Industrial rents up 1.5% in 2Q2022, charting seventh consecutive quarter of growth
Industrial rents expanded 1.5% q-o-q in 2Q2022, up from the 1% q-o-q growth documented the previous quarter, according to data published by JTC on July 28. This marks the 7th succeeding quarter of growth as well as the fastest quarterly development since 3Q2013. On a y-o-y basis, leas expanded 3.4% during the second quarter.
Looking ahead, Tricia Song, CBRE head of research, Singapore and Southeast Asia, notices that commercial pipeline remains “incredibly slim”, with multi-factory pipe expected to taper down from 2023 while most of storehouse supply up till 2023 is already completely pre-committed.
The growth in industrial cost and rental indices was sustained by making output expansions in electronics and also accuracy engineering, along with resistant demand for semiconductors, mentions Leonard Tay, head of research study at Knight Frank Singapore.

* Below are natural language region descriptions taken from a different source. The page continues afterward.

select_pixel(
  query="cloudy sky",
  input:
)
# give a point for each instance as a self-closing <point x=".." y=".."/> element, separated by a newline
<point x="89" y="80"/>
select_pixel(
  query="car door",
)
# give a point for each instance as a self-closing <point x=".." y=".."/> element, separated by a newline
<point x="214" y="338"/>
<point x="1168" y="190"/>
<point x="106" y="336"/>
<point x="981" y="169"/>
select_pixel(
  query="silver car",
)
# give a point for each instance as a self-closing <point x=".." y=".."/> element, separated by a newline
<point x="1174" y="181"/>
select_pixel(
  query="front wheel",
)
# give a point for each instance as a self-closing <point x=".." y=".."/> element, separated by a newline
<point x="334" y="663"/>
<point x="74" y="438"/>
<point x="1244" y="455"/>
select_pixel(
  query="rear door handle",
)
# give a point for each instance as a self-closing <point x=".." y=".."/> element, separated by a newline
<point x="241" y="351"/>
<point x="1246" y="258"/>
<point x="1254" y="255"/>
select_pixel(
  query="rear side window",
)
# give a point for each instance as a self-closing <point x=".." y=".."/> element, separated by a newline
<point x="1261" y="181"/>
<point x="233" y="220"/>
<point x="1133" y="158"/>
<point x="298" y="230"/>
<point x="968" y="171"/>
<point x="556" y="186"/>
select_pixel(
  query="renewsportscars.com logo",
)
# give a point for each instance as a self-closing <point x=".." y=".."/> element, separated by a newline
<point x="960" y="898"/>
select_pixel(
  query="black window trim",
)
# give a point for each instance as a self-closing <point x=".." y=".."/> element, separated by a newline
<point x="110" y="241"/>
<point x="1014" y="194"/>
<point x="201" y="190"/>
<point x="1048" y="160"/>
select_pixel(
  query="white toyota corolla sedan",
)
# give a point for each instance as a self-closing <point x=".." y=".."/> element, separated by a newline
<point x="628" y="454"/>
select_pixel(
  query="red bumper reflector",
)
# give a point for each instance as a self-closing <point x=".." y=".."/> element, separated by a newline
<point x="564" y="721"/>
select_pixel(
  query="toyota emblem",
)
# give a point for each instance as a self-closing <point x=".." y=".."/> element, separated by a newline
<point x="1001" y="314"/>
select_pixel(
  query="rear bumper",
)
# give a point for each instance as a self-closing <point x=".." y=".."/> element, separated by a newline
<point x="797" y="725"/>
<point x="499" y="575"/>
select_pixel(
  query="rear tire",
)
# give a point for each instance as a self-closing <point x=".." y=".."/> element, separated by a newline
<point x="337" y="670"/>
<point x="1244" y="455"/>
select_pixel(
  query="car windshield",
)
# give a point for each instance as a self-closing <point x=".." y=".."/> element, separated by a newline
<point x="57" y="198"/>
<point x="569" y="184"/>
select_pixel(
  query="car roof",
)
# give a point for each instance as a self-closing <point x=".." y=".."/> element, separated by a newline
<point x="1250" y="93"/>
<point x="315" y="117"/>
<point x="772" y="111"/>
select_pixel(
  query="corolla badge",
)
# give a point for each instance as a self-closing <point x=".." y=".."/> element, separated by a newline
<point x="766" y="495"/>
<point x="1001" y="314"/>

To that end, the commercial realty market is anticipated to take advantage of the tight supply. “Preventing any sharp slowdown in the international market, demand for industrial space in 2022 is expected to be robust and tenancy ought to be relatively steady,” Song includes.
For factories, multiple-user manufacturing facilities saw the highest quarterly and yearly growth in 2Q2022 at 2.1% as well as 3.7% specifically. “This could be attributed to the thriving interest for high-specification multi-user warehouses, as occupiers search for workplace quality commercial spaces near the city fringe,” marks Catherine He, head of research, Singapore at Colliers.
Industrial rates additionally rose, expanding 1.5% q-o-q in 2Q2022 yet relieving from the 3.1% q-o-q surge recorded the previous quarter. On the other hand, industrial occupancy rates inched up from 89.8% in 1Q2022 to 90% in 2Q2022.
Nonetheless, He notes that lasting need for commercial spot will certainly still be driven by tailwinds such as Singapore’s enhancing focus on high-value production as well as biomedical markets. Colliers is projecting industrial rents to develop between 2% to 4% this year, while industrial costs are predicted to grow in between 5% to 7%.
Colliers’ He, on the other hand, highlights that all new supply will come onstream at a regular total of about 1.2 million sqm every year from today up until 2025, consisting of 1.6 million sqm to be completed this year. This exceeds the 0.7 million sqm yearly average over the past three years, indicating that supply is likely to catch up to request and also toughen up the rate of rental and cost growth, she believes.
Storehouses charted the best performance among all the commercial sub-segments, registering a rental boost of 2.1% q-o-q as well as 5.7% y-o-y specifically in 2Q2022. During the quarter, stockroom occupancies increased to 90.9%, up from 90.3% in 1Q2022.
He puts that rising issues connecting to food security and accessibility to basic materials and also needs triggered significant stockpiling activity, which contributed to stronger need for warehouses. “The enhancing Singapore money supplied assistance to stockpiling, alleviating acceleration in expenses as inflation comes to be increasingly considerable,” he says.